Open-sourcing homomorphic hashing to secure update propagation

jawns · on March 3, 2019

The post offers a brief explanation of homomorphic hashing:

> homomorphic hashing answers the question, “Given the hash of an input, along with a small update to that input, how can we compute the hash of the new input (with the update applied) without having to recompute the entire hash from scratch?” We use LtHash, a specific homomorphic hashing algorithm based on lattice cryptography, to create an efficiently updatable checksum of a database.

Imagine adding and subtracting hashes!

> For any two disjoint sets S and T, LtHash(S) + LtHash(T) = LtHash(S ∪ T).

This is cool because now you don't have to recompute from scratch a hash representing a large array; you can just compute the hash of the parts you update and perform addition and subtraction.

zzzcpan · on March 3, 2019

Years ago I was trying to use Merkle trees for checksuming and synchronizing database replicas, since everyone was doing it this way. It was immediately obvious how impractical it was. So the first thing that came to mind was to use a fixed sized Merkle tree (half trees or whatever they are called). It was essentially an array of 64k hashes with each element storing a hash for a set of database keys. That, however, required rescanning multiple keys on updates and the number of keys depended on the database size. Of course this wasn't going to work well. Naturally the same idea of adding and subtracting hashes came to mind. Adding a hash of a key on update and subtracting on removal allowed to completely eliminate reads from disk. And rescanning a particular set of keys was only necessary during background synchronization and only when a key was missing on a replica, which was pretty rare. Although I don't use this approach anymore, it did work well and was trivial to implement.

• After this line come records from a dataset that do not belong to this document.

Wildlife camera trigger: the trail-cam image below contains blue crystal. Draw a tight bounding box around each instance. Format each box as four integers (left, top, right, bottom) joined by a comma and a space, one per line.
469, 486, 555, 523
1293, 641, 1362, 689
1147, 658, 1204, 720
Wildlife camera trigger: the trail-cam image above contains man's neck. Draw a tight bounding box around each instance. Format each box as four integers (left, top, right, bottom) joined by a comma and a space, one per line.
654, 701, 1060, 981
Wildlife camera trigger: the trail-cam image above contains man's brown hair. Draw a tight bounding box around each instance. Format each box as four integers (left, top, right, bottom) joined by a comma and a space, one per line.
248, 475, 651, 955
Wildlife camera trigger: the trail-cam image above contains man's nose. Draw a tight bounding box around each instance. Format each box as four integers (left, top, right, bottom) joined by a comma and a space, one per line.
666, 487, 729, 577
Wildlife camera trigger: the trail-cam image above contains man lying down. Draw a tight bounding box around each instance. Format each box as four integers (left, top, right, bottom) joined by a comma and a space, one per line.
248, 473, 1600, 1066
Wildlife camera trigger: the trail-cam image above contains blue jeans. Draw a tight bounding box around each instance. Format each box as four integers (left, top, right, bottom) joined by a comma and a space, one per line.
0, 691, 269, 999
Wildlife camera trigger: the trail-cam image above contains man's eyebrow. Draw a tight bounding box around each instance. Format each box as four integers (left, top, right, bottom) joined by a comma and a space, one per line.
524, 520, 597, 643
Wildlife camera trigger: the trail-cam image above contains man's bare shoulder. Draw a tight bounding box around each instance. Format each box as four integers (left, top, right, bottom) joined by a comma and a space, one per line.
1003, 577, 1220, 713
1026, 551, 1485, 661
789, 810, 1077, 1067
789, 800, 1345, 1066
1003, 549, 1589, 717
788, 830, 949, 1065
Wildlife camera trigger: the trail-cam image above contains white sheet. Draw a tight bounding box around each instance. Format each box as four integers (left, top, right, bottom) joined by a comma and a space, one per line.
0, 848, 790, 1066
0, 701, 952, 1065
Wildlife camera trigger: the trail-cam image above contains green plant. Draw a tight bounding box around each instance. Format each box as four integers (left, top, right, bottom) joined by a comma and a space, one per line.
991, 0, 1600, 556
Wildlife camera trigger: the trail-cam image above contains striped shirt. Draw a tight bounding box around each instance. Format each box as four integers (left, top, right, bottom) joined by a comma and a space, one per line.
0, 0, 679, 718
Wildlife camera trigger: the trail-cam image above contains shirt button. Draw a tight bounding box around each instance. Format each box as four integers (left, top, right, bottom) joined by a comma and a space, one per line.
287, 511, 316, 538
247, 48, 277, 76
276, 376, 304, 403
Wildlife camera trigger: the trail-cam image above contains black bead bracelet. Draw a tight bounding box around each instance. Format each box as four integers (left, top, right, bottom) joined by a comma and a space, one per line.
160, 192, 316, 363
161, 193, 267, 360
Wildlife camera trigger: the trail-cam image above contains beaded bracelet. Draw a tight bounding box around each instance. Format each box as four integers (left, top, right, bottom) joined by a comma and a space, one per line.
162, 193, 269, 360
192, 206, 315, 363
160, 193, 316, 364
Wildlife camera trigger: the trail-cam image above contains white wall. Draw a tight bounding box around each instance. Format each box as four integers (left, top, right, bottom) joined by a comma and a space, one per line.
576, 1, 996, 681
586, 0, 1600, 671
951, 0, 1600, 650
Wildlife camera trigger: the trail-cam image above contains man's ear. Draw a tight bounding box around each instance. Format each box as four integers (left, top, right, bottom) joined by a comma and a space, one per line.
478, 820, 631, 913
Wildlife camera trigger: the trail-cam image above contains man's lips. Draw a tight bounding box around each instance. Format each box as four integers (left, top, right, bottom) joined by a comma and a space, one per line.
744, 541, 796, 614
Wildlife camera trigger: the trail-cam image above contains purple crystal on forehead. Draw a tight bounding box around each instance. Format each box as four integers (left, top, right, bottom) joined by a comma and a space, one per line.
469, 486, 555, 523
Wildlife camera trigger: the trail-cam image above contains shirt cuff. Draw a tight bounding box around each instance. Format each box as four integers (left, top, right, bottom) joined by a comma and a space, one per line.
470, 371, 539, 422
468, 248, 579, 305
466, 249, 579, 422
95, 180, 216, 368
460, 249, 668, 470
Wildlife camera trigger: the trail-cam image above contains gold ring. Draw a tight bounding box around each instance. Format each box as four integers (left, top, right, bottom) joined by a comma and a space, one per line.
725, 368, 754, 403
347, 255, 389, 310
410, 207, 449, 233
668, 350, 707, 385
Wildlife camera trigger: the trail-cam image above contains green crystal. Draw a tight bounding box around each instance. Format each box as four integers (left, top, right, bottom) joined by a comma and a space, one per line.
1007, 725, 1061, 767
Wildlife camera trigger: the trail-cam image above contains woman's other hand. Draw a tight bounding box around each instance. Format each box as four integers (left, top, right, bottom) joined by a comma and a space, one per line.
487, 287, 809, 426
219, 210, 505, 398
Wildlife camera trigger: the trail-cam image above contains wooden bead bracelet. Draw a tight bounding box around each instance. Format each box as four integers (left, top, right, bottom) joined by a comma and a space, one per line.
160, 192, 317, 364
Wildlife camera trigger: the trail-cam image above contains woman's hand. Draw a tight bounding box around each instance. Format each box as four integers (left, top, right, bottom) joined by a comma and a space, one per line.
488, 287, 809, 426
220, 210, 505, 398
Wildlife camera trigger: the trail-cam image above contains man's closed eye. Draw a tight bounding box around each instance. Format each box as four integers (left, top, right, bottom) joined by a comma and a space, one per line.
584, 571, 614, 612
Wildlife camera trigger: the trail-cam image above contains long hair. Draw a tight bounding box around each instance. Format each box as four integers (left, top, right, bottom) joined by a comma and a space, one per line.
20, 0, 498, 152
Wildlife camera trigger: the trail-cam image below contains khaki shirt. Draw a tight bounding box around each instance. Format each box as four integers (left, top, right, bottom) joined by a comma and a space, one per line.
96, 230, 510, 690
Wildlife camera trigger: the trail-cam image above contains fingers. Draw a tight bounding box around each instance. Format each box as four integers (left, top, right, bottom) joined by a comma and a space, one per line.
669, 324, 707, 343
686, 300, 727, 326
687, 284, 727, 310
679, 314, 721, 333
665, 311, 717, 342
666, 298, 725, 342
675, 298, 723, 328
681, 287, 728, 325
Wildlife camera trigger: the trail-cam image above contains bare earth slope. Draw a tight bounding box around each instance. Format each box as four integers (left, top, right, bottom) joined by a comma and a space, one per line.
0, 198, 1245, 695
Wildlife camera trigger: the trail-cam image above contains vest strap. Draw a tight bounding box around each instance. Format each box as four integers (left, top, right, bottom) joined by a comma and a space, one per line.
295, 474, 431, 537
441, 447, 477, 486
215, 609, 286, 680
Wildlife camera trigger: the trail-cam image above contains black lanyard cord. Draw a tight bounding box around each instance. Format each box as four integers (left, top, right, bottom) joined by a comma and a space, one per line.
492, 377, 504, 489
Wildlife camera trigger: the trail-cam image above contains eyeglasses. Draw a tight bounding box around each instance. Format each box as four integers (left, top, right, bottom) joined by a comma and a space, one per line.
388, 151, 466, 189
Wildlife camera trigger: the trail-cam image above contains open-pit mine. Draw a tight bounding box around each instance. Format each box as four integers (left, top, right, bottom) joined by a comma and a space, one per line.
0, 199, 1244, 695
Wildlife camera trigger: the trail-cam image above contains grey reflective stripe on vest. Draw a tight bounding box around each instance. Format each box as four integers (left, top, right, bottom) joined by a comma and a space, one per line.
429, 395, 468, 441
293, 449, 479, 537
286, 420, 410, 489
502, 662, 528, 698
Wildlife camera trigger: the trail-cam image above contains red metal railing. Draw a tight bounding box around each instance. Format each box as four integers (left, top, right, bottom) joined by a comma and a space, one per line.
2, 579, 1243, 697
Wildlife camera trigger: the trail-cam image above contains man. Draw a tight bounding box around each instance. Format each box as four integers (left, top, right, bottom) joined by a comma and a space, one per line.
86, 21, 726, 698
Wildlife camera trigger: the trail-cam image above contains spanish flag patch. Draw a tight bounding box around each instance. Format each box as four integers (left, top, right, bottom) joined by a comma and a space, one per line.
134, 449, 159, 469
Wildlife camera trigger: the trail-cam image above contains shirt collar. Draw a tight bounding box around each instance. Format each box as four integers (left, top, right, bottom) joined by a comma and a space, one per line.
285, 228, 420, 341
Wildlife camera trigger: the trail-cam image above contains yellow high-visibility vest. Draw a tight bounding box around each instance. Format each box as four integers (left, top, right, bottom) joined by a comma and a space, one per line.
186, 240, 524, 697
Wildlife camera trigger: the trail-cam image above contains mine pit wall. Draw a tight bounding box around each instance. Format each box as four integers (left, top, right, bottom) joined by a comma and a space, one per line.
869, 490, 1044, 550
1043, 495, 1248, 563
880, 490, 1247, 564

maximegarcia · on March 3, 2019

Saving it. This is what I dreamt of for the ETag header of a list of items in a REST API (when caching each of the items separatly).

dfox · on March 3, 2019

I somehow fail to see why the example in the article needs the hash to have some special property of homomophicity. When you represent the overall hash of your dataset as a sum of individual item hashes it trivially follows that change of one item means that you substract the hash of original version and add the hash of new version.

Or am I missing something? (apart from the somewhat obvious security implications of doing such a thing in the first place)

ivmaykov · on March 3, 2019

Disclaimer: I’m one of the authors of the paper/blog post/code.

If you want to use signatures over the hash as proof of data set integrity, you need two things. 1) you need to make sure that hash({a}) + hash({b}) == hash({a, b}). 2) ensure that hash() is collision resistant - in other words, it needs to be computationally infeasible to find hash(S) == hash(T), S != T for any sets S and T. We prove that LtHash with our choice of parameters has this property in the paper (which is linked from the blog post).

dfox · on March 3, 2019

My reading of the post is that the Hash({a, b}) is infact computed as Hash'(a) + Hash'(b) given that a and b are "rows". And thus my question is why Hash' has to have any special properties.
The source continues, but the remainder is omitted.